Token: A single unit of a text, such as a word, number, or punctuation mark.
Part-of-Speech (PoS): The grammatical category of a word, such as noun, verb, or adjective.
Tag: An annotated label for a token that indicates its word class or grammatical properties (e.g., verb for go).
9.2. Corpus Processing & Technology#
Corpus: A collection of texts used for linguistic analysis.
Workbench: A platform or software for analyzing and visualizing corpus data.
Pipeline: A sequence of processing steps for extracting, filtering, and annotating text data.
Algorithm: A systematic sequence of operations used to solve a problem or process data.
CQP (Corpus Query Processor): A query language for searching linguistic corpora using complex patterns and annotations.
9.3. Text Analysis#
Semantic Space / Vector Space: A mathematical representation of word meanings in a multidimensional space based on their usage in texts.
Word Vector: A numerical representation of a word in a semantic space that reflects its relationships with other words in a corpus.
Nearest Neighbor: The word or words that are closest to a given word in the semantic space.

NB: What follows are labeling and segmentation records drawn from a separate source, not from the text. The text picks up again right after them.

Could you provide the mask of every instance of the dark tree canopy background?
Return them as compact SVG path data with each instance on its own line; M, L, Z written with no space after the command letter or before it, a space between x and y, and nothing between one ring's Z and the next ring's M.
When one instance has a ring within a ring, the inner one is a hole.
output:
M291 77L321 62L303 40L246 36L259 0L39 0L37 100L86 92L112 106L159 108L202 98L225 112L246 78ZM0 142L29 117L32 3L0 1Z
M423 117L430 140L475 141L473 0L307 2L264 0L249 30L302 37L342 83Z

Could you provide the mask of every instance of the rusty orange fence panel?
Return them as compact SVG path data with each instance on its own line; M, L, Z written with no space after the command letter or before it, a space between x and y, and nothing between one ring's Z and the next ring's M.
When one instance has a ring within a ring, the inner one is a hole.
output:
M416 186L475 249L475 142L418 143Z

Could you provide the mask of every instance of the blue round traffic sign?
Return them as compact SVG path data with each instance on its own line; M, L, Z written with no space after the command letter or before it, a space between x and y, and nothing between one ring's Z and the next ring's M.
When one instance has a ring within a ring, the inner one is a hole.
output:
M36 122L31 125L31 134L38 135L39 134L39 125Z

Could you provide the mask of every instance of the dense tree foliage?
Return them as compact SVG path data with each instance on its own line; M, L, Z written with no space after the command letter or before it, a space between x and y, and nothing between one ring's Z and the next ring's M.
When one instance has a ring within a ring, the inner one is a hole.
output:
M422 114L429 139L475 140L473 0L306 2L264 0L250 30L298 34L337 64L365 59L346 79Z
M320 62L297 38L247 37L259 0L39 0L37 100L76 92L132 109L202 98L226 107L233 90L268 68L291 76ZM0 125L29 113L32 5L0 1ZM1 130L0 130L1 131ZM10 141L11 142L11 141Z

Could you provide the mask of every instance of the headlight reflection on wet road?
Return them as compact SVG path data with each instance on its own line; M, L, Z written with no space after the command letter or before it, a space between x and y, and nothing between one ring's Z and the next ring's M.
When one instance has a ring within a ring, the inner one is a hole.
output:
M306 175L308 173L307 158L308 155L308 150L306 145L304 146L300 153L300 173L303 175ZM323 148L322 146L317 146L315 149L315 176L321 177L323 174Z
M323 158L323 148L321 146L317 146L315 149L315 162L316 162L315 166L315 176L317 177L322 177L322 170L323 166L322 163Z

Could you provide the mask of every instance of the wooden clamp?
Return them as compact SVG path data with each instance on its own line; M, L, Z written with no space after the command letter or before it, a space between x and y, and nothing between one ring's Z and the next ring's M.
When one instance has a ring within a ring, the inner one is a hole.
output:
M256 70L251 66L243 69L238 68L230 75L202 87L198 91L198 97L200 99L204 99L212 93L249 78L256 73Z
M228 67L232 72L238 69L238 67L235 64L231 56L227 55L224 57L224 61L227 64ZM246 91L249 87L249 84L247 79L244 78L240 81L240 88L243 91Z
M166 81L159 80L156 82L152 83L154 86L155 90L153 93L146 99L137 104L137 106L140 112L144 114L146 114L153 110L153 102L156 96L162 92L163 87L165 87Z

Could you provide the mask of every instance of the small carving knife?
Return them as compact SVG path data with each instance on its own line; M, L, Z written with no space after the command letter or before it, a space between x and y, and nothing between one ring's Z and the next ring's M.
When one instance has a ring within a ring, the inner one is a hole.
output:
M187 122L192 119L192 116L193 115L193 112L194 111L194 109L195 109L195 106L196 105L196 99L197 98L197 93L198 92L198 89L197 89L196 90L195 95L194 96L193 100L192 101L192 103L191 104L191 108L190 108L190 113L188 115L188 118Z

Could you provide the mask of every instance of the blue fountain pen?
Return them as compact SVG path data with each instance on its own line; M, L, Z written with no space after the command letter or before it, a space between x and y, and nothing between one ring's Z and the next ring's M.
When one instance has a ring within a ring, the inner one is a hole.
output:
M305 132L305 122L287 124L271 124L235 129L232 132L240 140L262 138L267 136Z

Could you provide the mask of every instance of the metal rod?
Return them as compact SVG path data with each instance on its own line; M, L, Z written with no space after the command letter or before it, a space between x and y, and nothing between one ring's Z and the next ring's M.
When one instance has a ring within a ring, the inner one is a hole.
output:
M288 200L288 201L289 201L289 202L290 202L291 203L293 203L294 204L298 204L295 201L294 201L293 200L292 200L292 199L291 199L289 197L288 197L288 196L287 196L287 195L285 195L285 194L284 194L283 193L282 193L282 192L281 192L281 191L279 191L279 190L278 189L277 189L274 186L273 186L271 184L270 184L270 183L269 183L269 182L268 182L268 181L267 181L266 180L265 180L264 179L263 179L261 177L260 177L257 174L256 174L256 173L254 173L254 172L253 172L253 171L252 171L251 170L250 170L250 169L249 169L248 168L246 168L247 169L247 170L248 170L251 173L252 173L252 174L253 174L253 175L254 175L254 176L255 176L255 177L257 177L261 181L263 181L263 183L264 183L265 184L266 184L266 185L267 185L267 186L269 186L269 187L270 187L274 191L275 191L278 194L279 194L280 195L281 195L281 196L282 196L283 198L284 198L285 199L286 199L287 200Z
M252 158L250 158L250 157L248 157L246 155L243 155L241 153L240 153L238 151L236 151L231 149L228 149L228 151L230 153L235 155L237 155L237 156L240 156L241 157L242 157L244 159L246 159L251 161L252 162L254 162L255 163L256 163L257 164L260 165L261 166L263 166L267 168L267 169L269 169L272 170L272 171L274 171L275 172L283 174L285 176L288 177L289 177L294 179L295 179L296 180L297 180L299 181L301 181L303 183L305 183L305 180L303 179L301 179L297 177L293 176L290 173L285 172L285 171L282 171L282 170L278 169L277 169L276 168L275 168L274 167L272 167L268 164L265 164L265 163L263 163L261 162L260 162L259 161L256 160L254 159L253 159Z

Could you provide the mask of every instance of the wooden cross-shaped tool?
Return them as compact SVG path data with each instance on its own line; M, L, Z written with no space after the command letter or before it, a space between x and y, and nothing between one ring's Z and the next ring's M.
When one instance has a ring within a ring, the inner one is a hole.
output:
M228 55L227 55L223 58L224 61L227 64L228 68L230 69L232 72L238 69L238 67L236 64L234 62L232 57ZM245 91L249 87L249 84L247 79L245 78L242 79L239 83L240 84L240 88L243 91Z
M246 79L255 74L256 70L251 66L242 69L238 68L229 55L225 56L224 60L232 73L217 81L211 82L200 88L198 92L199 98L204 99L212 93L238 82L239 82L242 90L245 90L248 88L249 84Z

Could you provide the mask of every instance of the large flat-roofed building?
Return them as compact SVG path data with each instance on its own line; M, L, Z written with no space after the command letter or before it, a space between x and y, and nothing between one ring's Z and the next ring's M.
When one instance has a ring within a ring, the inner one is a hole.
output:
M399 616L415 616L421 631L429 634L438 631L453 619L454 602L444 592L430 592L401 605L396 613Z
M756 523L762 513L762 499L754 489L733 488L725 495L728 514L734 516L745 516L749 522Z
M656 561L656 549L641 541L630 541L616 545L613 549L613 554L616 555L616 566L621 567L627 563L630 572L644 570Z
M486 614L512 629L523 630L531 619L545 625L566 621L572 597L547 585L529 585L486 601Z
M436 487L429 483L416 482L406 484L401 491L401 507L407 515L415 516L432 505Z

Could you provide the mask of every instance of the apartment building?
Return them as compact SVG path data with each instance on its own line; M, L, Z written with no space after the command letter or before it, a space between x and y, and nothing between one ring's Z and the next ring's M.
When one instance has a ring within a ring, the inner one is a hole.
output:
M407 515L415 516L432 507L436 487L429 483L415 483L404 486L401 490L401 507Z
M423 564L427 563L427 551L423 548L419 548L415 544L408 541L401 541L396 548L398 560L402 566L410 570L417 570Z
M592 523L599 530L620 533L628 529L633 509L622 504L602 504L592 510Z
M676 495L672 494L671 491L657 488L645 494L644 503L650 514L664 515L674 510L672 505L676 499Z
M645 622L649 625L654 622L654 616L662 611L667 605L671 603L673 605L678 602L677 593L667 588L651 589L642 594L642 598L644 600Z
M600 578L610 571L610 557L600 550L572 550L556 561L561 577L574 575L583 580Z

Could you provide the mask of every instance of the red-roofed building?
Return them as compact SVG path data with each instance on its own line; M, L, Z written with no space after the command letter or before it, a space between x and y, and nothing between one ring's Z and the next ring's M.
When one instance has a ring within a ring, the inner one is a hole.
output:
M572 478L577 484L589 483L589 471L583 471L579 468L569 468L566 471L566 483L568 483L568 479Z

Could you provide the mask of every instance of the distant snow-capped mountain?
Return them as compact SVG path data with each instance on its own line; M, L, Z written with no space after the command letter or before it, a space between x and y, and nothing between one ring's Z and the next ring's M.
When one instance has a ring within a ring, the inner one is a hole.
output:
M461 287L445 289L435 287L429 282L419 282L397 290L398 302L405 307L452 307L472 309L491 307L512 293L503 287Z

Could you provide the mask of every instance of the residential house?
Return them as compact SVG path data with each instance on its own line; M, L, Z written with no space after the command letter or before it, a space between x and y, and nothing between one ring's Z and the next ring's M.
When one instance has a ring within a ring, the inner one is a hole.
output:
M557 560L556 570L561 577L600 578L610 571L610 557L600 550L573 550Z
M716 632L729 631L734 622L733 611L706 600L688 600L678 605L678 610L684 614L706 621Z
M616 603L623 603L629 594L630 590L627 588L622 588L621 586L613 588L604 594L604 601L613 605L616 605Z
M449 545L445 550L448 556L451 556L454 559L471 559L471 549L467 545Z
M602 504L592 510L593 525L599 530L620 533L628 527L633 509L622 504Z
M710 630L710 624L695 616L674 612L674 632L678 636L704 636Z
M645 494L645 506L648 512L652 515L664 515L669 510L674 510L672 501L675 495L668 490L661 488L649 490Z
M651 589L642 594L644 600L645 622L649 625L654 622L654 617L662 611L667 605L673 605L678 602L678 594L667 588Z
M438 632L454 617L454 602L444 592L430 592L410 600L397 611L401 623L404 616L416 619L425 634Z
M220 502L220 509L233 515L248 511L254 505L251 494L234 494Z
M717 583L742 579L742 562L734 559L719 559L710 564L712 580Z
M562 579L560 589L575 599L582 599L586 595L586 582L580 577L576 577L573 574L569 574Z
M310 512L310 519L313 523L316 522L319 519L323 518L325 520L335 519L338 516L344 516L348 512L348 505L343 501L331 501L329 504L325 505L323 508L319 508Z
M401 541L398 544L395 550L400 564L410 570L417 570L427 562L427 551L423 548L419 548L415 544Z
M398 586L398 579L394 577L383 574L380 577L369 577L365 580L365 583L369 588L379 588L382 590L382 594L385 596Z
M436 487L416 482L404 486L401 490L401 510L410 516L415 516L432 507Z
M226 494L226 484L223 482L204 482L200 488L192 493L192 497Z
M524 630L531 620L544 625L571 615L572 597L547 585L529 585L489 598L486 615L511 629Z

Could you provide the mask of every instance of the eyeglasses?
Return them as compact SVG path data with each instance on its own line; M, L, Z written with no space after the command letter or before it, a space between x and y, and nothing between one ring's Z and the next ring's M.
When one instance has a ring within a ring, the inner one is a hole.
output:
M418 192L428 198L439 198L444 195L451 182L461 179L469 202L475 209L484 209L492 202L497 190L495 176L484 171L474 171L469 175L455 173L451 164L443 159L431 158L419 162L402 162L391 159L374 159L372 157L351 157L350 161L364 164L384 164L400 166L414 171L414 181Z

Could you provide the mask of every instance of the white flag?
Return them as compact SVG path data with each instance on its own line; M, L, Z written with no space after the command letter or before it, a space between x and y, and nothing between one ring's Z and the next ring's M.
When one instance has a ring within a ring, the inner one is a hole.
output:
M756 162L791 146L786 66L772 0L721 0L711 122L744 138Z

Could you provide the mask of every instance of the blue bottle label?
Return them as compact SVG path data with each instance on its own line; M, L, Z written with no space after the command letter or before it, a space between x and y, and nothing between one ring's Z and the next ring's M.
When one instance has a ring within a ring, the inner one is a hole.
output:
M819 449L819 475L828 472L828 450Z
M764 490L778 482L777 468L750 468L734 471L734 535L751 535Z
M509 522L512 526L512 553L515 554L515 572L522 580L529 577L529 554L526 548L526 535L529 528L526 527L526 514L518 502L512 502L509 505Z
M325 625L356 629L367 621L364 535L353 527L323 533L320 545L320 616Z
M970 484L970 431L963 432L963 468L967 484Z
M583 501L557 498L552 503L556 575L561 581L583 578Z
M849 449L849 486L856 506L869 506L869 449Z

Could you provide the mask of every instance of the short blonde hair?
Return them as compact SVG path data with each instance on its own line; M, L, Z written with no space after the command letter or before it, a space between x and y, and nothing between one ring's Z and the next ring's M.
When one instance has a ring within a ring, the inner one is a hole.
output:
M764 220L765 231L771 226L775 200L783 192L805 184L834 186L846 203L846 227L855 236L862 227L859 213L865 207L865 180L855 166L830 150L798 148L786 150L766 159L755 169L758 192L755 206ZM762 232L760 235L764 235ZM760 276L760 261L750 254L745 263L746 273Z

Corpus Keywords: Words that occur considerably more frequently in a study corpus compared to a reference corpus.
Text Keywords: The key terms of an individual text that best represent its content.
Log Ratio: A measure used to identify significant differences in word frequency between two corpora by comparing the logarithm of their relative frequencies.
Log Likelihood: A measure used to determine how strongly a word is associated with a specific corpus compared to a reference corpus, helping to identify statistically significant keywords.
KWIC (Key Word in Context): A display format where search terms are shown with their immediate context.
Coherence Score: A measure for the degree of similarity between the top words in each topic, refelecting how frequently they are to appear together in similar contexts (typical range: 0.3 – 0.7; higher = better).
Cosine Similarity: A measure commonly used to assess how similar two word vectors are based on the angle between them (range 0 – 1, higher = more similar).
TF-IDF (Term Frequency/Inverse Document Frequency): A measure used to identify terms that are distinctive to a specific text and to rank document relevance in information retrieval.
9.4. Areas of Research#
Public Communication: The exchange of information and opinions in publicly accessible discourses.
Discourse Analysis: The study of language use, particularly patterns, structures, and meanings in large text collections.
Applied Linguistics: A field of research that applies linguistic knowledge to practical problems.
ORD (Open Research Data): Scientific research data that is publicly accessible to promote transparency and reuse.